Other people, even some right around us, don’t have those conveniences.
Growing up, I had everything I needed, many things I didn’t need and more. That holds true for my own children today, too.
Of utmost importance at Thanksgiving and each day is helping those in need. Sunday night, some members of our church packed up some boxes of food for distribution to several needy families in the county. We conclude a food drive each year at this time for a children’s home.
Churches throughout our area are doing similar good deeds.
Perhaps there’s someone you and I can help individually, too.
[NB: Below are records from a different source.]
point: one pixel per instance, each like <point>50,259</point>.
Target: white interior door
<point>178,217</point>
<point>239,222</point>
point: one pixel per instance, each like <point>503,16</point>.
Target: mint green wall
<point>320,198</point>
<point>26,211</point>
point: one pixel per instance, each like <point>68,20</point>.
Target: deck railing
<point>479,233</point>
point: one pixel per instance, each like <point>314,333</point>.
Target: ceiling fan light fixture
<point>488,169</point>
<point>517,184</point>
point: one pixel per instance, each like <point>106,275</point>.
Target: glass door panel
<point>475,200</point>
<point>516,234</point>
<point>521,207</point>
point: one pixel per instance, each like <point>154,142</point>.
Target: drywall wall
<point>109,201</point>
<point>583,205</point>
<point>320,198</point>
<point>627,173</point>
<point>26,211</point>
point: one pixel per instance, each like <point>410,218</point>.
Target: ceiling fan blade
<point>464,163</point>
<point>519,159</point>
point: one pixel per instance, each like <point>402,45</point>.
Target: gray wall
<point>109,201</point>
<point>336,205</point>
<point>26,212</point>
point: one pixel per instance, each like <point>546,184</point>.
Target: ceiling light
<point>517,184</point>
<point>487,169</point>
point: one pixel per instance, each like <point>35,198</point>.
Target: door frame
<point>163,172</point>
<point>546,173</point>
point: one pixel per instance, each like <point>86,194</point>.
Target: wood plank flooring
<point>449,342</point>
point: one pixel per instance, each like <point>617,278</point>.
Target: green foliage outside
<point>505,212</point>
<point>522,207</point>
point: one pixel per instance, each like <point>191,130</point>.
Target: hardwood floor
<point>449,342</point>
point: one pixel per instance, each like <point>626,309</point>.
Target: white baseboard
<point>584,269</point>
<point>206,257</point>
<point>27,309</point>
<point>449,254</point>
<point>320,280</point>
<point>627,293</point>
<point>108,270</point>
We get busy in our own world, including things that really aren’t high priority, and we tend to forget our fellow man. A big part of our mission on earth is helping others.
This lesson is for me, too. I need it, probably more than most.
We also often take our own immediate family members for granted. Tell them those magic words - “I love you and I appreciate you” – and tell them daily.
The day after Thanksgiving this year, November 25, is my 16th wedding anniversary. That always brings extra meaning and memories to this special holiday.
It’s hard to believe it’s been 16 years. It seems like yesterday.
I’ll never forget that wedding day back in 1989, when I was the most nervous I’ve ever been in my life. I was more nervous than the time I was on the free throw line in the final seconds trying to win a high school basketball game.
Finally saying “I do” while tightly holding Pam’s hand was both a huge relief but more importantly, a great blessing.
Count your blessings this week and every week. Write them down if you need to. List them. That will perhaps help you realize just how blessed you are.
Happy Thanksgiving, from the Burleson family to your family!